The pair were announced as the prize winners in Stockholm, Sweden, on Wednesday, for the development of asymmetric organocatalysis. Their discoveries “initiated a totally new way of thinking for how to put together chemical molecules,” said Pernilla Wittung-Stafshede, a member of the chemistry Nobel committee.
“This new toolbox is used widely today, for example in drug discovery, and in fine chemicals production and is already benefiting humankind greatly,” Wittung-Stafshede added.
List, a German scientist who is professor at and director of the Max Planck Institute for Coal Research, and Scotland-born chemist MacMillan, now a US-based professor at Princeton University, worked independently of each other but share the prize, the third Nobel award to be handed out this week.
In 2000, the two researchers uncovered a third kind of catalyst — a substance which brings about a chemical reaction — called asymmetric organocatalysis. Scientists had previously believed that there were just two types of catalysts: metals and enzymes. Enzymes contain hundreds of amino acids or proteins, but the winners were able to demonstrate that a single organic molecule can act as a catalyst.

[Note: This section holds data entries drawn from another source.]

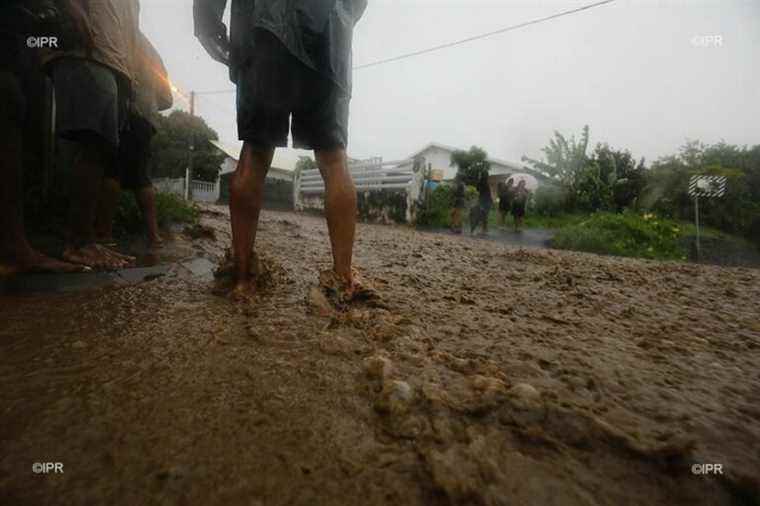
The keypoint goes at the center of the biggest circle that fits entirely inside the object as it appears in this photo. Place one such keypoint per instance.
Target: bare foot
(155, 243)
(343, 291)
(244, 291)
(36, 262)
(97, 257)
(105, 240)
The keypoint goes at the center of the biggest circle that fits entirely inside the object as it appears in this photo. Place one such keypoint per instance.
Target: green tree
(565, 158)
(624, 178)
(304, 163)
(737, 212)
(471, 164)
(171, 147)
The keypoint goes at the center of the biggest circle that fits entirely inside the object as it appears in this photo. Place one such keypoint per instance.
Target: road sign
(707, 186)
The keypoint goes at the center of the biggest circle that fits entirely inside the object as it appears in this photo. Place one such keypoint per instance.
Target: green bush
(548, 200)
(169, 207)
(436, 212)
(626, 234)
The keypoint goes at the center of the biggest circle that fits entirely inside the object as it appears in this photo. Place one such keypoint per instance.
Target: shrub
(625, 234)
(548, 200)
(169, 207)
(381, 205)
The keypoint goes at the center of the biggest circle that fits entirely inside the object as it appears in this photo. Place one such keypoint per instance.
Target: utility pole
(189, 169)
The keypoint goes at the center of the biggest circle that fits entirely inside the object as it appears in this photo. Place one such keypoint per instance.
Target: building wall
(440, 159)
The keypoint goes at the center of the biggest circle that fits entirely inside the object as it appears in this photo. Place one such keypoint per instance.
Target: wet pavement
(528, 237)
(494, 375)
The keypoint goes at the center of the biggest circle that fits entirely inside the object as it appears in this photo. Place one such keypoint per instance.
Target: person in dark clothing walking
(506, 191)
(458, 205)
(485, 203)
(18, 18)
(288, 58)
(519, 203)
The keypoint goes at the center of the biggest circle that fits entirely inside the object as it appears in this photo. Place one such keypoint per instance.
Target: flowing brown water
(496, 375)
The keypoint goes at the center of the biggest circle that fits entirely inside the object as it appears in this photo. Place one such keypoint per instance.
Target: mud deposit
(494, 375)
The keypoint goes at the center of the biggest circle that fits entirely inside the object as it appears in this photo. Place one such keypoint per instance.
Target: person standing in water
(485, 203)
(505, 200)
(458, 205)
(288, 59)
(519, 203)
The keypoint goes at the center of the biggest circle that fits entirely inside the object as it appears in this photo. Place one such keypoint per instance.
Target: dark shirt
(459, 195)
(317, 32)
(484, 193)
(520, 197)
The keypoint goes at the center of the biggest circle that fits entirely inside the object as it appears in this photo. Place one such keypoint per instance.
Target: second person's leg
(246, 198)
(340, 209)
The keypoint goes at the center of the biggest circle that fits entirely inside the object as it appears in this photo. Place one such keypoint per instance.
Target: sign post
(707, 187)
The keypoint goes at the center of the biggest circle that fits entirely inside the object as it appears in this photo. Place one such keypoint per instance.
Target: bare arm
(211, 32)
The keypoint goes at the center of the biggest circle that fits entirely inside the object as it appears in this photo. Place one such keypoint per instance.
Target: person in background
(288, 58)
(93, 85)
(519, 203)
(458, 205)
(485, 202)
(152, 94)
(18, 18)
(505, 200)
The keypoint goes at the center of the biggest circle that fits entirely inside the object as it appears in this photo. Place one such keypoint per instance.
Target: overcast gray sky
(630, 69)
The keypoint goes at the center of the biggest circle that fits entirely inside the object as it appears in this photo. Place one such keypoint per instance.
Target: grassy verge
(626, 234)
(535, 221)
(170, 208)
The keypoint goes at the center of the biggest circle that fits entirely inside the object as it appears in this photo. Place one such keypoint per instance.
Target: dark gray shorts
(275, 85)
(90, 101)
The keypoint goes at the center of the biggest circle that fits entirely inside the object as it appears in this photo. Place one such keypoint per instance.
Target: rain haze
(640, 74)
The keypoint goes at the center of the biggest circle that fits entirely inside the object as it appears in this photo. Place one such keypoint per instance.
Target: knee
(12, 101)
(331, 162)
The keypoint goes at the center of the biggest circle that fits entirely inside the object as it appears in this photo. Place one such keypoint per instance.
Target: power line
(482, 36)
(459, 42)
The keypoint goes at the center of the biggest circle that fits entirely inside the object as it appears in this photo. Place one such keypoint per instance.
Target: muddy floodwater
(488, 375)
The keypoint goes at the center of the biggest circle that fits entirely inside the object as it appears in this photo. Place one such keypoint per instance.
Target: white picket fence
(369, 176)
(170, 185)
(200, 191)
(203, 191)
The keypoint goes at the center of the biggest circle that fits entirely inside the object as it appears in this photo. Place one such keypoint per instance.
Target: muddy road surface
(493, 375)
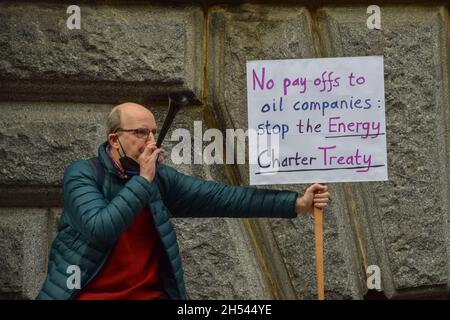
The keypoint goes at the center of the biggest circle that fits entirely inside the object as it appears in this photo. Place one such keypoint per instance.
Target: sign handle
(318, 233)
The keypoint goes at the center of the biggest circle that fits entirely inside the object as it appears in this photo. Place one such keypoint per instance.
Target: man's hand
(315, 196)
(147, 161)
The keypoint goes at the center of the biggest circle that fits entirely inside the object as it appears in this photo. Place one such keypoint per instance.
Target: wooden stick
(318, 233)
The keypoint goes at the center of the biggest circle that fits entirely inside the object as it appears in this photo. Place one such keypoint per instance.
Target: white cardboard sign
(324, 120)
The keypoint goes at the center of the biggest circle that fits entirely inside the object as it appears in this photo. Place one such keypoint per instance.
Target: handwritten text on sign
(324, 120)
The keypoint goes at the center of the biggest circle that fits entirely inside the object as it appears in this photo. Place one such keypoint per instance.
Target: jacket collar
(106, 160)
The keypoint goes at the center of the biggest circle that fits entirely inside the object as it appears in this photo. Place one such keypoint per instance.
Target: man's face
(134, 142)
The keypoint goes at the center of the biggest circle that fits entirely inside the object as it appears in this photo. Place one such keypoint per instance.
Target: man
(119, 234)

Benjamin List and David MacMillan are announced as winners of the 2021 Nobel prize in chemistry, at the Royal Swedish Academy of Sciences in Stockholm on October 6.
“This concept for catalysis is as simple as it is ingenious, and the fact is that many people have wondered why we didn’t think of it earlier,” said Johan Åqvist, chair of the Nobel Committee for Chemistry.
The new catalysts have been used in a number of ways in the past two decades, including for creating new pharmaceuticals and building molecules that capture light in solar cells. The committee credited them with “bringing the greatest benefit to humankind.”
The work of List and MacMillan has helped develop a drug to treat high blood pressure and streamline the production of drugs like paroxetine (Seroxat), which treats depression, and oseltamivir — better known as Tamiflu — which is used to treat respiratory infections.
“I hope I live up to this recognition and continue discovering amazing things,” List told reporters after being announced as a winner.
List said he was having a coffee with his wife when he got the call from the Nobel Committee. “Sweden appears on my phone, and I look at her, she looks at me and I run out of the coffee shop to the street and, you know, that was amazing. It was very special. I will never forget,” he said.